The 163FML is a vertical air-cooled engine with a 63mm bore. The "L" indicates 200cc. It could be Lifan, Zongshen or others.

THANK YOU!!

ok, so the 163FML is NOT the GY6 engine. But do they share similar internal parts at all?

I'm uploading pics of the bike itself, please call out anything you know for certain about it. I was told the forks had come off a yamaha, maybe honda, so those arent stock (according to the seller), and I believe that the frame may not even be a Roketa, although the plastics and engine are. But both of those facts are trivial to what I am trying to accomplish right now.









Adjuster, I didnt get a chance to test voltage while riding yet, and still plan on it, hopefully tomorrow. But I tested while reving the engine in neutral, and that showed no increase from 12.4 max...

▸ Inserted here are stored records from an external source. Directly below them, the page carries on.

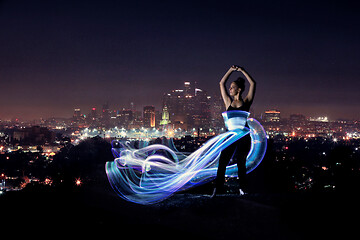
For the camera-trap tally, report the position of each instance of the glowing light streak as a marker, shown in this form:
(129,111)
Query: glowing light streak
(152,173)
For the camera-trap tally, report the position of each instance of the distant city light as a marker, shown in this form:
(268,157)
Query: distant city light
(78,182)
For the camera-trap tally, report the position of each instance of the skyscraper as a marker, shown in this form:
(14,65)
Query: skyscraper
(272,115)
(149,116)
(188,108)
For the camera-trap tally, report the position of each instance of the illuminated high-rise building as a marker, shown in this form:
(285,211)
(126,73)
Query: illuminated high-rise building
(77,114)
(272,115)
(149,116)
(188,108)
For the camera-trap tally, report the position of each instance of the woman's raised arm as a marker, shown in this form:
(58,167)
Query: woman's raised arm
(224,93)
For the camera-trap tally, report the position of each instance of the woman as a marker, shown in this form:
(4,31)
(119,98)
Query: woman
(239,149)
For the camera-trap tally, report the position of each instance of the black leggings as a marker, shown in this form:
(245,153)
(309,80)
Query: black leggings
(238,151)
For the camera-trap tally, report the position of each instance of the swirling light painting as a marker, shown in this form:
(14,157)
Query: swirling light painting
(154,172)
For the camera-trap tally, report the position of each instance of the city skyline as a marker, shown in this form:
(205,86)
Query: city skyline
(61,55)
(89,110)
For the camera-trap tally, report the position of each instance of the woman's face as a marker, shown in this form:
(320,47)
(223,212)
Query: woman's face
(234,89)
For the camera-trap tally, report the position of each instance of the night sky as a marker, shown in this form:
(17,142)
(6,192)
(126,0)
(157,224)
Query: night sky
(59,55)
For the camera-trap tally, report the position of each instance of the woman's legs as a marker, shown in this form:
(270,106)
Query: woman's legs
(243,149)
(224,160)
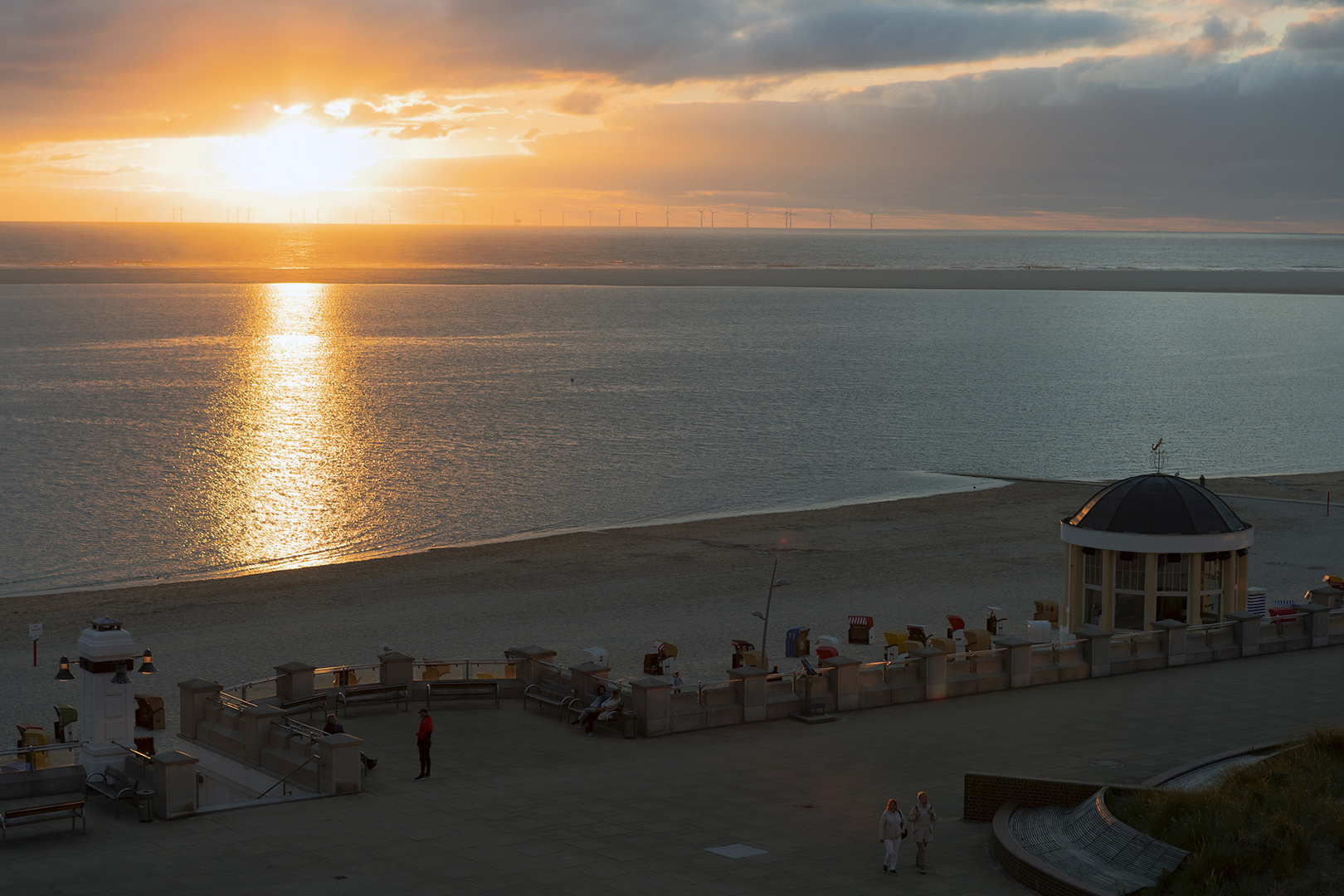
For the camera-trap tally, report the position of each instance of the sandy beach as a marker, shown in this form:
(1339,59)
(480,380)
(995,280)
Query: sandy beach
(1320,282)
(693,585)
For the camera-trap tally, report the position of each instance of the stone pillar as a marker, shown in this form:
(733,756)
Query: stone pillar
(581,677)
(175,785)
(108,711)
(1108,590)
(1149,590)
(192,696)
(1172,641)
(753,691)
(527,659)
(650,699)
(295,683)
(845,679)
(1317,620)
(933,672)
(256,728)
(1096,649)
(1016,661)
(338,765)
(1246,631)
(396,668)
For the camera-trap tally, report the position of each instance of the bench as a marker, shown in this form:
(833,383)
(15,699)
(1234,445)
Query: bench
(481,688)
(552,694)
(32,811)
(374,692)
(114,785)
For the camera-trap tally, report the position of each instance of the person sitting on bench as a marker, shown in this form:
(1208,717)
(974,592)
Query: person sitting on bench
(593,709)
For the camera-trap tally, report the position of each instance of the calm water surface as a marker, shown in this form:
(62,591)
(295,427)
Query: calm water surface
(192,430)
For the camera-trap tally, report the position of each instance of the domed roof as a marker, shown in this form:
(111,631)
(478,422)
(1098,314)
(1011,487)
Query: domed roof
(1157,504)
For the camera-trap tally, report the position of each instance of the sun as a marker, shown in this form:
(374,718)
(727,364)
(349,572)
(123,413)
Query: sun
(297,158)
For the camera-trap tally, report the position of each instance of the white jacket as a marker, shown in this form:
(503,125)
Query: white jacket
(921,822)
(890,825)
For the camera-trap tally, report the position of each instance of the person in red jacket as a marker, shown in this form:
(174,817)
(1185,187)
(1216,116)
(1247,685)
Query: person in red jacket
(422,739)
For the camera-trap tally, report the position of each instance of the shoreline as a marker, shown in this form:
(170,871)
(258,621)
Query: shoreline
(972,483)
(1272,483)
(693,585)
(1315,282)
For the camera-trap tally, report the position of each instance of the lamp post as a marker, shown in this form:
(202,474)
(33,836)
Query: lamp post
(765,631)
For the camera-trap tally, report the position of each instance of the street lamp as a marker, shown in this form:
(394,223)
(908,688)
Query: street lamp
(765,631)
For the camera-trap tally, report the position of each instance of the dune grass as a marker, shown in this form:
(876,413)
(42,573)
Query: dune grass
(1259,824)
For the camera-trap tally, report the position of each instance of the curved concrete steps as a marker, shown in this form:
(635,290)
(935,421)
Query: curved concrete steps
(1079,852)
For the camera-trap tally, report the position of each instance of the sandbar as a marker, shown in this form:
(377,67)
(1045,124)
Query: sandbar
(1320,282)
(693,585)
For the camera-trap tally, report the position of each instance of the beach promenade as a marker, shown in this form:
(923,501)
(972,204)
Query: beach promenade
(520,802)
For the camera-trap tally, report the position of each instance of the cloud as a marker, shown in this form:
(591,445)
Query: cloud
(1317,37)
(1242,141)
(580,102)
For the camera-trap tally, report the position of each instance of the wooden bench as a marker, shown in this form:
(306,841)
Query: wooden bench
(35,809)
(470,688)
(374,692)
(552,694)
(114,785)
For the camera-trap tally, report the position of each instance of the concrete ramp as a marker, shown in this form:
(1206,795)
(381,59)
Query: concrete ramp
(1079,850)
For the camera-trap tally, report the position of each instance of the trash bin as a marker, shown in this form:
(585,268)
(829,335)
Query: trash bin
(32,735)
(67,723)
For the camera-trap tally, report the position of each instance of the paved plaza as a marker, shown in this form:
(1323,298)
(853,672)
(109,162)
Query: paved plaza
(520,802)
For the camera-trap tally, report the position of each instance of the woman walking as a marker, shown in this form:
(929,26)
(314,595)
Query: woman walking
(921,821)
(891,828)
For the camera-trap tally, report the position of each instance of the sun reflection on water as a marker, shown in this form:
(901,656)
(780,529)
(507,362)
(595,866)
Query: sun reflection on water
(281,497)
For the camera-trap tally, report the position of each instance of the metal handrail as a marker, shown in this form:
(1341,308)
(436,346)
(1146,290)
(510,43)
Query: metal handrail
(466,664)
(713,685)
(301,728)
(234,703)
(21,751)
(286,777)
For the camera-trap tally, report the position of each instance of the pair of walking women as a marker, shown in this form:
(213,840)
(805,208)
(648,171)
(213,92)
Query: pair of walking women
(895,826)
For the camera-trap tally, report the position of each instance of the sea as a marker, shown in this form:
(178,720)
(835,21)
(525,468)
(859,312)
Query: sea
(192,430)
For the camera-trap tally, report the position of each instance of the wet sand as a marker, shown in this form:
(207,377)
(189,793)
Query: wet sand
(693,585)
(1030,278)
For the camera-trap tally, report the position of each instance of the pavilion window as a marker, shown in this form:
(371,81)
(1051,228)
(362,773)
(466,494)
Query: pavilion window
(1093,583)
(1211,590)
(1172,587)
(1131,568)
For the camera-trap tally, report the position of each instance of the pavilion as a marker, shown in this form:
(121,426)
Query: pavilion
(1153,547)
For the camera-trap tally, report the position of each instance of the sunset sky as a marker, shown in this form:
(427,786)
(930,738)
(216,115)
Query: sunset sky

Here are the links to the products I just purchased for the electrical system tune up:

CDI
http://www.ebay.com/itm/160684590936

STATOR
http://www.ebay.com/itm/180993186942

RECTIFIER
http://www.ebay.com/itm/121453514889

now, I know that ebay listing arent always accurate with pics, and some are just general pics of the items being purchased. These seemed to be real pictures of the same items for sale, and with that said, they look damn near identical to what I currently have (and am assuming it's stock to the engine, and hasnt been changed or upgraded). I have done enough ebaying to know what to buy, and what to avoid, and I'm confident I got the same thing I thought i was buying.
Please correct me if im wrong.

Thanks again for everyones' welcomes and helpfulness!!